I've been doing some version of no-code for a while. I've worked in a lot of different industries, and in each we had some version of embracing no-code or low-code tools. And when you look back at when I was first getting into technology, I would building websites with Dreamweaver or Visual Basic.
We started building Draftbit after trying to build a different business — a mobile app. We were sort of just frustrated, even with great co-founders, at hard it was to get the first version of our mobile app out the door. We realized that we really were passionate about making it easier for us, or anyone, to get our first version out and iterate on it.
I think I got into no-code before I really knew what no-code was just by playing around with no-code tools maybe like five or six years ago. My intro was Zapier, the holy grail of integrations. I've always been at this intersection of technical and non-technical and I've always found no-code as a beautiful mix of those things.
No-code is really, really part of the tech stack that I use on a day to day basis and teach amongst even my own team, so I thought why not join a company like Voiceflow, who's gonna make a really big impact in the voice space and the no-code space?
In terms of getting started with no code, when it comes to design, back in the day Dreamweaver was my earliest experience with no-code.
I guess my excitement in the no-code space was sort of reinvigorated just more recently, obviously, as 8020, came to life. I got an opportunity to officially join and kind of steer the ship. Obviously getting back to scratching that itch from a design perspective has been great, but then also just kind of more broadly to start to help, along with everybody else, figure out a lot of what this means, is kind of the exciting part.

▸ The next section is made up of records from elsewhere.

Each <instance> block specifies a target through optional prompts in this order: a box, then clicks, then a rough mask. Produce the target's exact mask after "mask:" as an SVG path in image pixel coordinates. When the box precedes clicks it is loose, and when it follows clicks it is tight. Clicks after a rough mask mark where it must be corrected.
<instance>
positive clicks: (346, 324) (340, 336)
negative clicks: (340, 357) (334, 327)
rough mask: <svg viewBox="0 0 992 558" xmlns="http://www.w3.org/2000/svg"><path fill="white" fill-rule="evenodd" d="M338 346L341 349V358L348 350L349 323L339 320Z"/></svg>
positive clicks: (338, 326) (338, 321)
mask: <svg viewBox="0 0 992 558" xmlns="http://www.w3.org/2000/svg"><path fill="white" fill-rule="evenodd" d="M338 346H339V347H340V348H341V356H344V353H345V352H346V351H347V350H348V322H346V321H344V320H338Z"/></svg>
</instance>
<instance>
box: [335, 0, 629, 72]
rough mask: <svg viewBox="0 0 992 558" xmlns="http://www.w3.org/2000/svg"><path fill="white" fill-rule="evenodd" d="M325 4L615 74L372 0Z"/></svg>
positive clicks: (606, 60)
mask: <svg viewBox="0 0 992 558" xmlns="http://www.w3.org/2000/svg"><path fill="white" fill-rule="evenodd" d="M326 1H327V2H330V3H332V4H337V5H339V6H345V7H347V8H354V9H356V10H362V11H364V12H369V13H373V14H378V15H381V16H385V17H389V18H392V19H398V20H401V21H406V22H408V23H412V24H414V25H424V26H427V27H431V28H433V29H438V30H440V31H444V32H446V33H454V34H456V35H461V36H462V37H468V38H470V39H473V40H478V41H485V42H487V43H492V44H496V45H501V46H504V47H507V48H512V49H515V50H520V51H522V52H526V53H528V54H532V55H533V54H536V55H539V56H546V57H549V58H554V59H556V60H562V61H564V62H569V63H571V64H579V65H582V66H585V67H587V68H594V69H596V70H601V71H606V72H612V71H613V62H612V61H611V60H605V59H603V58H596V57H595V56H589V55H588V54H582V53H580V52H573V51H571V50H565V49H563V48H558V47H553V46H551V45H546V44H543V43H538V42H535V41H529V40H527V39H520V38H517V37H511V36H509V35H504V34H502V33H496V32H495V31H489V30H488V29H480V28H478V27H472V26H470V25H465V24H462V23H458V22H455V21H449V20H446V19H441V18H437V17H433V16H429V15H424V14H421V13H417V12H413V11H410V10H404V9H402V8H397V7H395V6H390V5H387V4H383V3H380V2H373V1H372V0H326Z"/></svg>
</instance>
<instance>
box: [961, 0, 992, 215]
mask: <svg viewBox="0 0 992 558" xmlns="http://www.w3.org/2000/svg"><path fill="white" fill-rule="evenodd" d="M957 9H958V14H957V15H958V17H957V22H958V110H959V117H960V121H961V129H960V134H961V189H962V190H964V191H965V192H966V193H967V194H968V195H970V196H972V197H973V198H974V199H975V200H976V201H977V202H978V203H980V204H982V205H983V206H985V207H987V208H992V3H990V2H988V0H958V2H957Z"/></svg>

[Ben] I have a background in creating with code and started just by making my own sites, HTML, CSS, and then really got into WordPress and developing custom WordPress themes. And then I started working on a project where I had limited resources and I was trying to build a lot of sites and it's like, “There's gotta be a better way to do this. This is so, so tough” And so then I found Webflow, and I was like, “Oh sweet, let's give this a go!”
[Matt] In terms of Visual Dev FM, it was originally formed around the idea that Ben and I get coffee every Friday just to talk no-code, and nerd out, and it just started from us being like, we should — the most basic thought ever — we should start a podcast about this. And so we did, and then we met Lacey and the podcast got way better.